The United States voted for Infantino in the second round after initially supporting Prince Ali of Jordan, U.S. Soccer president Sunil Gulati confirmed.
It was the first time voting for the FIFA presidential election had reached a second round since 1974, when Joao Havelange of Brazil became the first non-European president ahead of England's Sir Stanley Rous.
Blatter praised Infantino's "experience, expertise, strategic and diplomatic skills" in a statement.
The Inter Milan-supporting Infantino was better known as being the face of televised Champions League draws until this campaign. Now the Swiss-Italian has responsibility for the whole of world football.
He had originally been included on the ballot as a stand-in for UEFA president Michel Platini, who was barred from running after FIFA banned him from all football-related activity over a 2 million Swiss franc ($2m, £1.35m) "disloyal payment" that Blatter had made to him. Infantino had said he would stand down if Platini's ban had been overturned.
Infantino is credited with running UEFA's day-to-day operations during a commercial boom.
He is from Brig in the Valais region of Switzerland, less than 6 miles from Blatter's hometown of Visp, and inherits Blatter's governing body with its reputation at rock-bottom and a far-reaching, global bribery scandal hitting staff morale and FIFA's cash flow.
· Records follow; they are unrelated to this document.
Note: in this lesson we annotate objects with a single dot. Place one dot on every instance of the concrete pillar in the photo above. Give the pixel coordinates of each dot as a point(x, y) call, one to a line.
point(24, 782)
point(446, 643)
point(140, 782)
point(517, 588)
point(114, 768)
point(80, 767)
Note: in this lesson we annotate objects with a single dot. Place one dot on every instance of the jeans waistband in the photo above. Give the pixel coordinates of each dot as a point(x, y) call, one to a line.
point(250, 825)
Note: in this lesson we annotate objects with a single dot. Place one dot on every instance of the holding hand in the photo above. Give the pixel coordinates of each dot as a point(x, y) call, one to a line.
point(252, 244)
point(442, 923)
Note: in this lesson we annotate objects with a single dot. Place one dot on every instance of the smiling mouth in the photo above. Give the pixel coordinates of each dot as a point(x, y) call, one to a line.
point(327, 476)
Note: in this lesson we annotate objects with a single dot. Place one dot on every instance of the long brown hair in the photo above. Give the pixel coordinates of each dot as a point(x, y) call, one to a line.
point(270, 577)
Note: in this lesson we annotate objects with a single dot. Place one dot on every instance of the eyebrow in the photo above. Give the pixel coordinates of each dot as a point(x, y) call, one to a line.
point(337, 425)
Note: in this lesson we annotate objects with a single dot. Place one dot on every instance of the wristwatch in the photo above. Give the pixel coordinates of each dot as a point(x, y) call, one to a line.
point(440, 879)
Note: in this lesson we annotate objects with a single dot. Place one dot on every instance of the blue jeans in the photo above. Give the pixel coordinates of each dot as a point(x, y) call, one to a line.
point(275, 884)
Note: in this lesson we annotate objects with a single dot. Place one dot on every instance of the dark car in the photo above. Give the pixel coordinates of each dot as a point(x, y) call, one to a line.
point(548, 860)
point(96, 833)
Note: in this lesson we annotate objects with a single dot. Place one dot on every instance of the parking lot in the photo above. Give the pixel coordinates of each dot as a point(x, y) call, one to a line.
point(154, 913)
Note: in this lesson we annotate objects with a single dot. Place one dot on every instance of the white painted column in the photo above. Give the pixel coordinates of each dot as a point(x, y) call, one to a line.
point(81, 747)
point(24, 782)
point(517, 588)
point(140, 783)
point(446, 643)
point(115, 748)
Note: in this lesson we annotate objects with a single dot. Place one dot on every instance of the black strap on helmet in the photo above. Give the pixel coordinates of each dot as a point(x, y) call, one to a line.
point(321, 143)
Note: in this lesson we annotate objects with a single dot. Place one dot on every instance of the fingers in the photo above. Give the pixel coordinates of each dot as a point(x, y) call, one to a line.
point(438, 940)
In his pre-election speech on Friday, Infantino spoke in five languages for the first 75 seconds without notes and portrayed himself as a leader for the world, not just his own wealthy confederation.
"We have to get Europe to do much more,'' Infantino said.
During his campaign, he promised more key FIFA gifts to member federations: more guaranteed funding from FIFA's $5 billion-plus World Cup revenue, more places in an expanded 40-team tournament and more opportunities to stage the World Cup with multinational regional hosting.
Rival Sheikh Salman claimed Infantino would bankrupt FIFA as it faced a $550 million shortfall in the 2015-18 World Cup cycle.
Sheikh Salman was expected to lead the first round with backing from Africa and the Asian confederation he has led since 2013. Still, he had been the most criticised and scrutinised candidate throughout the four-month campaign.
The issue of Bahrain's human rights record was often cited by Persian Gulf activists but had not seemed to seriously trouble voters outside Europe. Sheikh Salman has strongly denied claims about his role in the Arab Spring protests of 2011 when he was Bahrain's federation president.
South African businessman Tokyo Sexwale had also been running for the presidency but withdrew from the race dramatically right before voting began, ending his address by saying, "It's your problem now."
Blatter was voted in on five occasions, including in May, but he stepped aside days later. Law enforcement agencies from Switzerland and the United States are both conducting large-scale investigations into the systemic corruption of Blatter's tenure.
Platini and Blatter had their initial eight-year suspensions reduced to six by FIFA's Appeals Committee, though both men are expected to take their battle to the Court of Arbitration for Sport.
Earlier on Friday, FIFA members voted in favour of proposed reforms to address issues of governance, accountability, transparency and diversity.
"FIFA has gone through sad times, moments of crisis, but those times are over," Infantino said. "We need to implement the reform and implement good governance and transparency. We also need to have respect.
"We're going to win back this respect through hard work, commitment and we're going to make sure we can finally focus on this wonderful game that is football."